URL: http://www.springerlink.com/content/u75211r381p08301/
DOI: 10.1007/s10827-011-0362-8
Authors:
June 2009, Moritz Deger, Moritz Helias
SeeAlso: gamma_sup_generator, poisson_generator_ps, spike_generator, Device, StimulatingDevice
*/
namespace nest{
/**
* Generator of the spike output of a population of Poisson processes with dead time.
*
* This Poisson process with dead time superposition generator sends different spike
* trains to all its targets.
*
* @ingroup Devices
*/
class ppd_sup_generator: public Node
{
public:
typedef Node base;
ppd_sup_generator();
ppd_sup_generator(const ppd_sup_generator&);
bool has_proxies() const {return false;}
bool is_off_grid() const {return false;} // does not use off_grid events
using Node::event_hook;
port check_connection(Connection&, port);
void get_status(DictionaryDatum &) const;
void set_status(const DictionaryDatum &);
private:
void init_state_(const Node&);
void init_buffers_();
void calibrate();
/**
* Update state.
* Update cannot send spikes directly, since we need to identify each
* target to know the age distribution of the component processes.
* Since target information is in the Connectors, we send a DSSpikeEvent
* to all targets, which is reflected to this->event_hook() with target
* information.
* @see event_hook, DSSpikeEvent
*/
void update(Time const &, const long_t, const long_t);
/**
* Send out spikes.
* Called once per target to dispatch actual output spikes.
* @param contains target information.
*/
void event_hook(DSSpikeEvent&);
// ------------------------------------------------------------
/**
* Store independent parameters of the model.
*/
struct Parameters_ {
double_t rate_; //!< process rate [Hz]
double_t dead_time_; //!< dead time [ms]
ulong_t n_proc_; //!< number of component processes
double_t frequency_; //!< rate modulation frequency [Hz]

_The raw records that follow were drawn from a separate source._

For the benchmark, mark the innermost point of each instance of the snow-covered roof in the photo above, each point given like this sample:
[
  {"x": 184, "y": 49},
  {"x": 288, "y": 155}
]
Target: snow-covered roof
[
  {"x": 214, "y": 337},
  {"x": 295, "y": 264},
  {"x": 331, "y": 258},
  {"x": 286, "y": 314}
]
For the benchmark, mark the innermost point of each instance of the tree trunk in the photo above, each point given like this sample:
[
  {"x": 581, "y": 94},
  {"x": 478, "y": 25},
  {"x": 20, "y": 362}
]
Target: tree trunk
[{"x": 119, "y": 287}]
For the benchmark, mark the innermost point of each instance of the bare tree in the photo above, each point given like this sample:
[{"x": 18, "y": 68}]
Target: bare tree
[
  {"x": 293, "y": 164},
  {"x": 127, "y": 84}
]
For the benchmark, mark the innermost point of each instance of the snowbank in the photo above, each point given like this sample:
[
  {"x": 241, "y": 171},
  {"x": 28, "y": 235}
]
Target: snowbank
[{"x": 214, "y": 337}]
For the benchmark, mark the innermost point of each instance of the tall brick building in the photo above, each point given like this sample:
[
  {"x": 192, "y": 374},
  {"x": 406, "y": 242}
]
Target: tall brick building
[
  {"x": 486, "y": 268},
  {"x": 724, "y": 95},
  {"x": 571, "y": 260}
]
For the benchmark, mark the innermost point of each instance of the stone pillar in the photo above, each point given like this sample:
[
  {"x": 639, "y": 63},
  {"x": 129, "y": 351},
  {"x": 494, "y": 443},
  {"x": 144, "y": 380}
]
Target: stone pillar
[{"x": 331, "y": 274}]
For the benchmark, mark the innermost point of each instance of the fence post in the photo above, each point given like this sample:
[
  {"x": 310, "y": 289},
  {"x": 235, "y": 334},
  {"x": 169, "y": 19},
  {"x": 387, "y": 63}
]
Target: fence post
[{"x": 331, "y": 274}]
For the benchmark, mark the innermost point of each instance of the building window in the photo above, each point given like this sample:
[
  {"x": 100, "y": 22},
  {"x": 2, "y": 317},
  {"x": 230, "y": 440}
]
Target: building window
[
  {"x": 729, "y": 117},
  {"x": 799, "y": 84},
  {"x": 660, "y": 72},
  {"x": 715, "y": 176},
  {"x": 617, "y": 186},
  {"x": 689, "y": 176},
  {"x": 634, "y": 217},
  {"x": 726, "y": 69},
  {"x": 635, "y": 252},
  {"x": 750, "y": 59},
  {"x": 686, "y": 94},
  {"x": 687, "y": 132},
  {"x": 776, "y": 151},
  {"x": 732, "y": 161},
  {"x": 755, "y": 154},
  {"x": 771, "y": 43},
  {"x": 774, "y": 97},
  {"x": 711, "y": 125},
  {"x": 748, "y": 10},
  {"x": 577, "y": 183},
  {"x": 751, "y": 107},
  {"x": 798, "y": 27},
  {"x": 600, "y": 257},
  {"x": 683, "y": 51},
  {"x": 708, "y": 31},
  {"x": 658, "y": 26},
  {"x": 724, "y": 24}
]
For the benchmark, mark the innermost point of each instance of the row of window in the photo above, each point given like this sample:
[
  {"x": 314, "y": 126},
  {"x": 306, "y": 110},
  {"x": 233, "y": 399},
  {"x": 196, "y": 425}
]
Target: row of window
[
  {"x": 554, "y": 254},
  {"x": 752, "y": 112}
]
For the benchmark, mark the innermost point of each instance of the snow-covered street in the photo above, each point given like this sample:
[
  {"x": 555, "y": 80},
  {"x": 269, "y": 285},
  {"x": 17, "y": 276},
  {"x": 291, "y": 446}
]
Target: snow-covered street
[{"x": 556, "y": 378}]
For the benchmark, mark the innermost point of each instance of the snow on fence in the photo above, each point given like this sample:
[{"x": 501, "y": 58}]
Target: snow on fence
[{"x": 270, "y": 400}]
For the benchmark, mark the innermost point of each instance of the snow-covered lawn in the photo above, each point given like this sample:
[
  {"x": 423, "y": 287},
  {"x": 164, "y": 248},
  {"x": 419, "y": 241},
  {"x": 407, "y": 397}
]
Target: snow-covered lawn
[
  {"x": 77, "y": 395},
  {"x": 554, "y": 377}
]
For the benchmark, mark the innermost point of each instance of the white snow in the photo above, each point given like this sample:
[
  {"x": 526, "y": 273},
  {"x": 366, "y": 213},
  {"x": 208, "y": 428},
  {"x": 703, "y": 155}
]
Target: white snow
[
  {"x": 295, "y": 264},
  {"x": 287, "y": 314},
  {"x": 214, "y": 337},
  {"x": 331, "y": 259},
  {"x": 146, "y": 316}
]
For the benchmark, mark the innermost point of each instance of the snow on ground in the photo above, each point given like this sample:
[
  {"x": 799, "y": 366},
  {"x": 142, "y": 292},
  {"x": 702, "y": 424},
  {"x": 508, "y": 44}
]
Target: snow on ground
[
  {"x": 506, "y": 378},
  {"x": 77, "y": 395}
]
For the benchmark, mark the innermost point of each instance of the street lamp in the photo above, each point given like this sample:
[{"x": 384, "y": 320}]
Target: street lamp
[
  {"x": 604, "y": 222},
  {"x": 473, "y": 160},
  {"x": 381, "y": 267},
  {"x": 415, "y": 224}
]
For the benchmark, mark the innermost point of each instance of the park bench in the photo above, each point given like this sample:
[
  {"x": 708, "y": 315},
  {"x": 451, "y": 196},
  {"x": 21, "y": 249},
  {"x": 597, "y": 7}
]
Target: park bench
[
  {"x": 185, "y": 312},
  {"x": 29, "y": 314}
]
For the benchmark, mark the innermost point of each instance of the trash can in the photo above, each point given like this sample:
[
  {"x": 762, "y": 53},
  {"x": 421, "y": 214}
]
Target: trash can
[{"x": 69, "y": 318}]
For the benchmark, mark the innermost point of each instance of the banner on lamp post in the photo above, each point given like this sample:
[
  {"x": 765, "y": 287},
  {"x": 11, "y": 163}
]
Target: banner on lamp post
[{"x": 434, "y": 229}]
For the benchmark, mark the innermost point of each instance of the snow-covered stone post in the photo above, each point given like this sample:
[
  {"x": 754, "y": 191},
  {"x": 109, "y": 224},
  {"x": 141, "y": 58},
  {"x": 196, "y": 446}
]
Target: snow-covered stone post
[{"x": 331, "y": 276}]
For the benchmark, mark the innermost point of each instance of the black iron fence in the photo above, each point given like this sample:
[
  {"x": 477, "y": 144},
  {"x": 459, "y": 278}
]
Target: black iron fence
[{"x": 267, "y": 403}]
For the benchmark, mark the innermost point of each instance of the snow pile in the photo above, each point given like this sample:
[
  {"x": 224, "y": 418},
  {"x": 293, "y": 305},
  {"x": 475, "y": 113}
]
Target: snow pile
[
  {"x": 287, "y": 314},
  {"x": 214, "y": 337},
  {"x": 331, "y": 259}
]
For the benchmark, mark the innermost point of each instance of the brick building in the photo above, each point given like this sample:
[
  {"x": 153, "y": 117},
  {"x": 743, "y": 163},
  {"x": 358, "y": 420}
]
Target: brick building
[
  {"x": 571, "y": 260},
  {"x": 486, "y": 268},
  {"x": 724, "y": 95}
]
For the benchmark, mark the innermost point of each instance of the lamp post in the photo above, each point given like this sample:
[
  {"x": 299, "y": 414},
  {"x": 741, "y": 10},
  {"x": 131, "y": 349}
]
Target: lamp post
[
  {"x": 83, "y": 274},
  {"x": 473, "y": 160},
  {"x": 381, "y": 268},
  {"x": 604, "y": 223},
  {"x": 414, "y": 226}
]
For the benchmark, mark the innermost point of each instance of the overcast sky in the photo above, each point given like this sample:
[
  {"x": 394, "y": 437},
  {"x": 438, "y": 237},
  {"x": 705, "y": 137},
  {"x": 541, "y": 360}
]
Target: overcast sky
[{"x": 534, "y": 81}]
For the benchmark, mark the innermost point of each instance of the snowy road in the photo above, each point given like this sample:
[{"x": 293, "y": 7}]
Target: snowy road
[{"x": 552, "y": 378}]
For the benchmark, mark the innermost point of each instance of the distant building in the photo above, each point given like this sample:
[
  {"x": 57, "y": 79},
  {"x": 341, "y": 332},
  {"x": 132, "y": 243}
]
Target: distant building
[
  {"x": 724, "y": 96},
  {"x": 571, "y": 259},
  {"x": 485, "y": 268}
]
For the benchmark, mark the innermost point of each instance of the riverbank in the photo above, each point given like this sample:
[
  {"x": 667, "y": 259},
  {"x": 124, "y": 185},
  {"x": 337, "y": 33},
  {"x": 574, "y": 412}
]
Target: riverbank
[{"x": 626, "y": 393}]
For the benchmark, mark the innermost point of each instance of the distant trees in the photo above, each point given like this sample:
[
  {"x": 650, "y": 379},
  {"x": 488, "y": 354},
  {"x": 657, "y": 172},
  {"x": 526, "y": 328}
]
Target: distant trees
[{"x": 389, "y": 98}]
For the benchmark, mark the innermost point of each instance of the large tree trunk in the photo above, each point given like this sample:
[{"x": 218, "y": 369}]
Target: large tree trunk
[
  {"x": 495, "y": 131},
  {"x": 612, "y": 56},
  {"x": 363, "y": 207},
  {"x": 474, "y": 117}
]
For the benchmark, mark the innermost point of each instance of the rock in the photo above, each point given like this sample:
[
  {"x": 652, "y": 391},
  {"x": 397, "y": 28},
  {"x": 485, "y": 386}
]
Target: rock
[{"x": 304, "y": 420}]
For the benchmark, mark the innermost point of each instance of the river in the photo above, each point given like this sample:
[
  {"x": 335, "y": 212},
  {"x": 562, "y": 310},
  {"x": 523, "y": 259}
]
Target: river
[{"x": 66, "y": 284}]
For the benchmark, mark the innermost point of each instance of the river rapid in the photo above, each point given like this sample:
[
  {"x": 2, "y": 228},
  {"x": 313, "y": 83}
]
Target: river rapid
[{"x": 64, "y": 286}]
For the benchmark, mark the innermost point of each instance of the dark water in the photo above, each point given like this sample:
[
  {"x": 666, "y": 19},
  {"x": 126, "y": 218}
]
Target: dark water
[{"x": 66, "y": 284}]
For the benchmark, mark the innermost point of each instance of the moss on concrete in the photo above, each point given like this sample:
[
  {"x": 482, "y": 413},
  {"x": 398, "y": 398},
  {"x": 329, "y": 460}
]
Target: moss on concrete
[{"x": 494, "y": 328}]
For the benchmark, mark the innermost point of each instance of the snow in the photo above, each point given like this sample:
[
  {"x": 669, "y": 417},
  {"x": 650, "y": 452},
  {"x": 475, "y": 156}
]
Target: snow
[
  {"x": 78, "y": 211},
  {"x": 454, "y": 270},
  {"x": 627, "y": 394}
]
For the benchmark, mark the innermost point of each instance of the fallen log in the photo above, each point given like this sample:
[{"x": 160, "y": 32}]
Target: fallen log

double_t amplitude_; //!< rate modulation amplitude [Hz]
/**
* Number of targets.
* This is a hidden parameter; must be placed in parameters,
* even though it is an implementation detail, since it
* concerns the connections and must not be affected by resets.
*/
size_t num_targets_;
Parameters_(); //!< Sets default parameter values
void get(DictionaryDatum&) const; //!< Store current values in dictionary
void set(const DictionaryDatum&); //!< Set values from dicitonary
};
// ------------------------------------------------------------
class Age_distribution_ {
librandom::BinomialRandomDev bino_dev_; //!< random deviate generator
librandom::PoissonRandomDev poisson_dev_; //!< random deviate generator
std::vector<ulong_t> occ_refractory_; //!< occupation numbers of ages below dead time
ulong_t occ_active_; //!< summed occupation number of ages above dead time
size_t activate_; //!< rotating pointer
public:
Age_distribution_(size_t num_age_bins, ulong_t ini_occ_ref, ulong_t ini_occ_act); //!< initialize age dist
ulong_t update(double_t hazard_rate, librandom::RngPtr rng); //!< update age dist and generate spikes
};
struct Buffers_ {
/**
* Age distribution of component Poisson processes with dead time of the superposition.
*/
std::vector<Age_distribution_> age_distributions_;
};
// ------------------------------------------------------------
struct Variables_ {
double_t hazard_step_; //!< base hazard rate in units of time step
double_t hazard_step_t_; //!< hazard rate at time t in units of time step
double_t omega_; //!< angular velocity of rate modulation [rad/ms]
/**
* @name update-hook communication.
* The following variables are used for direct communication from
* update() to event_hook(). They rely on the fact that event_hook()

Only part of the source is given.